Et puis, aujourd'hui, mercredi 8 juillet:

"On a arrêté la grève de la faim hier . Je peux rien vous raconter en ce moment .Au niveau d'en bas, j'ai eu quelques petits problèmes à cause des communications. Ils nous ont vu beaucoup téléphoner , ils m'ont averti, je préfère arrêter les communications."

(...)

Nous demandons des nouvelles des deux retenus algériens qui ont été expulsés hier et nous racontons ce qu'ils nous ont dit sur leur expulsion.

(...)

"Hier ils ont été expulsés, ça été fait. Dommage. Ils nous ont appelé de l'avion vers 16h, on a su qu'ils ont été expulsés. Alors, hier au centre ils ont pas voulu continuer. Tout le monde a peur vis à vis de ce qu'ils ont fait aux autres. Tout le monde a peur. Ce sont des pauvres gens. Tout le monde a mangé. Personne ne dévoile ce qu'il ressent. Les gens ne se font pas confiance entre eux. Je ne peux pas deviner leurs pensées. Moi j'étais bloqué, ils ont changé d'avis d'un moment à l'autre. J'étais bloqué, j'ai pas pu réagir. On n'a pas de possibilités, c'est très délicat."

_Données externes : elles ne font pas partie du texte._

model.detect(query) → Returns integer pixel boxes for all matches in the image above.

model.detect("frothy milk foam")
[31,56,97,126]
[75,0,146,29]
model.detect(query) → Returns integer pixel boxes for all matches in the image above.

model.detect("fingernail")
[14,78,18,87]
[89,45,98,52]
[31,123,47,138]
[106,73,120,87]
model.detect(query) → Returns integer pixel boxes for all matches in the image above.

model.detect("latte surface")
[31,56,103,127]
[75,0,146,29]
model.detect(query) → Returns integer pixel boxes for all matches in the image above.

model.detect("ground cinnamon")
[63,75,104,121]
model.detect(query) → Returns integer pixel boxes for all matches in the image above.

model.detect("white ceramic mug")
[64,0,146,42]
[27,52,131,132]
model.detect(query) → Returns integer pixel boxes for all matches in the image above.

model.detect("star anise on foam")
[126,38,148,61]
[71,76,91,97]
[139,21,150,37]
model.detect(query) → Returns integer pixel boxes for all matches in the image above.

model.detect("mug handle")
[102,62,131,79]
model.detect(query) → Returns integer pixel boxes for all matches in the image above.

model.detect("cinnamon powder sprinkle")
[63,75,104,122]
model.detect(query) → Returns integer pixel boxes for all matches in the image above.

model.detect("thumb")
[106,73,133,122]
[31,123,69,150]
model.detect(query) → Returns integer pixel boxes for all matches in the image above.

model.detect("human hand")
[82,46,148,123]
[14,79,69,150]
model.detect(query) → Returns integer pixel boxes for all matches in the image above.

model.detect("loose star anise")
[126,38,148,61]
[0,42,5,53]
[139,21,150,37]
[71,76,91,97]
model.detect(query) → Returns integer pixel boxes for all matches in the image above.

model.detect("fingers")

Ce sont des témoignages à plusieurs voix, lacunaires, mais ils sont là, et il serait grand temps de comprendre ce qu'ils donnent à entendre.

Le rapport de monsieur Mariani, dans ce langage abject qu'utilisent les gestionnaires du meilleur des mondes, parle de "stress suscité par un retour non souhaité dans le pays d’origine".

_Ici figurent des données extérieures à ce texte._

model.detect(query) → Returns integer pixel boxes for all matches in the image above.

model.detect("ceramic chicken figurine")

Ça doit être ça, en effet.

7 commentaires:

Anonyme a dit…

Après la lecture - au long de ton billet - de ces témoignages, la phrase du rapport fait vraiment froid dans le dos. Très belle démonstration de ce que la froideur bureaucratique et l'indifférence à la souffrance d'autrui peuvent produire de pire.

JBB a dit…

Crotte, j'ai oublié de m'identifier. (Non que mon commentaire soit si classe qu'il nécessitât forcément que mon nom y soit associé, hein… )

Guy M. a dit…

Tu as raison de t'identifier: des anonymes peut venir le pire et le meilleur.

Là, je suis rassuré.

iGor a dit…

merci pour ce texte, cette retransmission de parole.
c'est à des signes de ce genre (le témoignage, ce dont il est témoigné, la retransmission du témoignage) que l'on mesure le caractère démocratique de nos sociétés.
en Suisse ce n'est pas très différents.
on peut s'informer un peu à l'adresse suivante:
http://stopexclusion.ch/observatoire/
bonne suite à l'escalier qui bibliothèque...

Guy M. a dit…

J'espère ne pas avoir été le seul à relayer ces témoignages (que l'on peut retrouver aussi sur Résistons Ensemble: http://resistons.lautre.net/spip.php?article421 )

Merci pour le lien, et bonne suite également au blog iGor.

myriam a dit…

Merci pour ce billet, même s'il est un peu déprimant à lire à 1h du matin...

Guy M. a dit…

En fait, ce n'est pas plus rigolo le matin.

Ce qui est encourageant, c'est que des gens déterminés aient pu tenir leur grève plus d'une semaine, et tenter de le faire savoir.